You always have to lstat() what you think you're going to open, then
open() it to get a secure handle on it, and finally fstat() it once more
to make sure you did get what you think you got.  Only then is it safe
to examine what you actually got to see if it has the attributes you're
looking for.  At that point of course faccess() could be a library call
that accepts the struct stat from the fstat() call (or does its own
fstat() again), though paranoid programmers such as myself might still
prefer that the exact same code that implements the rules the kernel
would use to do the same check "in real life" also be used to do the
faccess() check as well.  :-)

> > It could also be very useful for secure programming if we had an
> > O_MKDIR flag for open() that would [combine mkdir() and open()].
> > O_MKDIR may even eliminate enough of the cases where you'd use your
> > O_NOACCESS to make O_NOACCESS strictly unnecessary.
> No, it wouldn't.  You still couldn't save and restore your current
> directory by opening "." and fchdir()ing back there if your current
> directory is execute-only, even with O_MKDIR, without O_NOACCESS.

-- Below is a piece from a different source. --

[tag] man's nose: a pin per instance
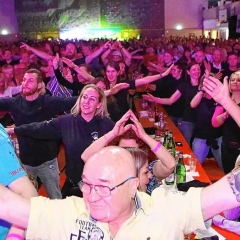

If your process is running as root then it sure as heck can!  ;-)

I would suggest that quite often you don't really need to fchdir() back
to where you started from when you go off to create and manage temporary
files (but of course that doesn't mean you shouldn't be able to do so).

I think O_NOACCESS is only needed for non-privileged programs (and
maybe, just maybe, for privileged programs that have to access
sufficiently brain-damaged remote filesystems where even true superuser
privileges doen't buy the rights to actually open directories even just
for reading).  If that would be a significant benefit then, like I say,
I am indeed all for O_NOACCESS too!

On the other hand wouldn't all need for O_NOACCESS be eliminated if
there were something like openpwd(2)?   Hmmm... maybe not because you
might want to be able to open a directory that you have no rights on
just to do an fstat() on it, but then again if you have no rights on it
an lstat() or stat() would suffice -- there's no need to use fstat().